Plus on est faible et sous-informé, plus on a besoin d'impératifs,
d'ordre et de structures strictes. Ça rassure.
Pour choisir leur roi, les arbres
ont bien consulté
leurs congénères éclairés: l'olivier,
le figuier, la vigne. Mais ces trois-là ont plus précieux
à faire que de planer sur autrui, que de profiter du pouvoir.

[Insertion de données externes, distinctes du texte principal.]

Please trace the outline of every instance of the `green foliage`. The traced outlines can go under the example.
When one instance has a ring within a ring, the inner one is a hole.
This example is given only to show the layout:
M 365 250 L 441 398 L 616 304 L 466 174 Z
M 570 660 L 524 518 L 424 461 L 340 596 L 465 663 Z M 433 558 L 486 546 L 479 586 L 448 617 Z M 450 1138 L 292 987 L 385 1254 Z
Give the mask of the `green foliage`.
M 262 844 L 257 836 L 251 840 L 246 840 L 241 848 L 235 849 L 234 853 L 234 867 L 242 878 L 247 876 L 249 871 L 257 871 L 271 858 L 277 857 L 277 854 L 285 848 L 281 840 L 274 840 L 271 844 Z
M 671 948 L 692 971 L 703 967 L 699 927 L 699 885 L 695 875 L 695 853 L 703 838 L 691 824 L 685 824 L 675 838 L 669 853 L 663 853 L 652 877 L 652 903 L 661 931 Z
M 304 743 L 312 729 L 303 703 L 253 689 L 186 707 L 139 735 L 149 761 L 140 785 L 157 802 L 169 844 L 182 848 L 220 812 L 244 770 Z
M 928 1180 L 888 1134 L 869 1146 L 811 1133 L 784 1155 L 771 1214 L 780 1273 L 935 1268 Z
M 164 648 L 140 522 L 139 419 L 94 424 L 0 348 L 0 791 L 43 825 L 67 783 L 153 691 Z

Après ce triple refus, les arbres sollicitent
donc le plus médiocre d'entre eux: le buisson d'épines,
arrogant et stupide. Enfin ! Voilà un élu réceptif
aux requêtes des électeurs. Il les invite à
se réfugier sous son ombre !
Pour trouver de l'ombre sous
un buisson d'épines,
il faut ramper, s'érafler, sans pour autant y trouver satisfaction.
Là, l'ombre apaisante, la douceur de vivre est un leurre.
Le slogan est mensonger, l'esbroufe totale, l'arnaque irrémédiable.
Qui plus est, puisque le ridicule ne tue pas, le buisson menace
d'embraser les majestueux cèdres du Liban. La bêtise
veut toiser la splendeur.
Il était un sot qui, en 1988, proclamait :
si vous me donnez le pouvoir, je nettoierai la France de ces quatre
fléaux : les juifs, les communistes, les protestants et les
franc-maçons. Là on pensait : si seulement le ridicule
pouvait tuer… mais peu importe puisqu'il n'est pas d'avenir
envisageable pour un discours aussi réducteur et grossier.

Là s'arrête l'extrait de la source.